Whether it’s work-related stress, an ill-conceived late-night coffee run or just a bout of insomnia, most people will struggle to fall asleep once in a while. A recent study from Leger Marketing fielded in Quebec found 89 per cent of Canadians experienced “racing thoughts” that prevented them from getting a good night’s sleep. Like many Canadians, McPhee would lie awake for hours, her mind active.
Then she discovered the podcast Sleep With Me. Created and narrated by Drew Ackerman, the free-to-download podcast lulls listeners with a slow, melodic and boring story. The tales – like what happened to Cinderella after her happy ending or detailed descriptions of what’s on a shelf – are just engaging enough to keep listeners’ minds focused, but so dull they can’t help but drift off. McPhee has never made it through an entire story – she can’t even remember making it past the five-minute mark. In fact, she hasn’t struggled with sleep since she discovered the podcast two years ago.
For those looking to hush their brains, here are some other simple techniques to help get some shut eye.
1. Meditation can be a useful trick to falling asleep, particularly if there are stressful thoughts roaming around in your head, says Reut Gruber, director of McGill University’s Attention Deficit and Sleep Lab. Try systematically relaxing different body parts, starting at your toes and working your way up to your heels, ankles, calves, etc. Similarly, dull or meditative podcasts, like Sleep With Me, distract your brain just enough to quiet your racing thoughts.

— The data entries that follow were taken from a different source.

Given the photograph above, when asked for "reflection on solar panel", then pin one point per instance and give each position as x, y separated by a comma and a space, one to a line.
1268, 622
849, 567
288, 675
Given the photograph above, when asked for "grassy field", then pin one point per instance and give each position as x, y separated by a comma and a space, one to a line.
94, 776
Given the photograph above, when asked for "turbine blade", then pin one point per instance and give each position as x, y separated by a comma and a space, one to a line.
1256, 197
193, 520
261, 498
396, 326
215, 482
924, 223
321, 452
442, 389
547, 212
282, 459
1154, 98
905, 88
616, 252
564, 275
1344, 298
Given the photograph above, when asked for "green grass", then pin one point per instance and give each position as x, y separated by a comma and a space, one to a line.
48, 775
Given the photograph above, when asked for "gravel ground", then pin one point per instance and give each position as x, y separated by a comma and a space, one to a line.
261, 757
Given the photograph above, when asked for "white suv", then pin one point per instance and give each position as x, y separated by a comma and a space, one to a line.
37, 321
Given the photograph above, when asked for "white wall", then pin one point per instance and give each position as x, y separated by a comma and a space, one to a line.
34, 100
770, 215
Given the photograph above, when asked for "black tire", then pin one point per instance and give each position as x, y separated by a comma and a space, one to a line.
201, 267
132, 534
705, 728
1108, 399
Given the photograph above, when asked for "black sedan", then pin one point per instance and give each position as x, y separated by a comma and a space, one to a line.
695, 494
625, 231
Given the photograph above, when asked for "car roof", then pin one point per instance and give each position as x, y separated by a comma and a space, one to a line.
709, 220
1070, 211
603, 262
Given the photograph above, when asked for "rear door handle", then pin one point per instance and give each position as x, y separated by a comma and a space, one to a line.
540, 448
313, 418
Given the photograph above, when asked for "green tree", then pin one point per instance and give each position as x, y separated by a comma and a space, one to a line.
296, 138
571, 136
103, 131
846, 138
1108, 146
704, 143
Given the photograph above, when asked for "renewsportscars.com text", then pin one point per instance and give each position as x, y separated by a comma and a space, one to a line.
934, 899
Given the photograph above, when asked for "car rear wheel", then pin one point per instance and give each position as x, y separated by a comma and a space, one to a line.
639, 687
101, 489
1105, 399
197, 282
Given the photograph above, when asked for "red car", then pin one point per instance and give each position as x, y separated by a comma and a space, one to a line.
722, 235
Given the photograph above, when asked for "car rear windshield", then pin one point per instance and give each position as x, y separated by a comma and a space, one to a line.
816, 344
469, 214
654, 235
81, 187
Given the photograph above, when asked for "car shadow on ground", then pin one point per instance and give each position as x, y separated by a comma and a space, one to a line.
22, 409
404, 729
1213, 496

2. The trick is to keep your mind focused enough on a task so that your mind doesn’t start to wander towards stressful thoughts again. Recent research from Simon Frasier University in B.C. suggests instead of counting sheep, people should instead pick a simple word with no repeating letters (e.g. bark, laugh, mask). Beginning with the first letter of the word, list off as many other words you can think of that also begin with that letter. When you can’t think of any other options, shift to the second letter, and so on.
3. If something is stressing you out, try the “Thought-Stopping” technique from the University of South Carolina. When a stressful thought or memory creeps into your mind, think in capital letters STOP. If the thought comes up again, repeat the command.
4. While it might seem counter-intuitive, if you’ve been in bed for more than 15 minutes and aren’t getting sleepy, get out of bed, says Gruber. The bed should be restricted for sleep and sex and lying awake stressing over your inability to fall asleep only trains your brain to associate your bed with anxiety.
5. Once out of bed, do something “boring,” Gruber adds. While a good book might be tempting, it’s more effective to read a math textbook that always put you to sleep in class or the classic novel you never managed to get through.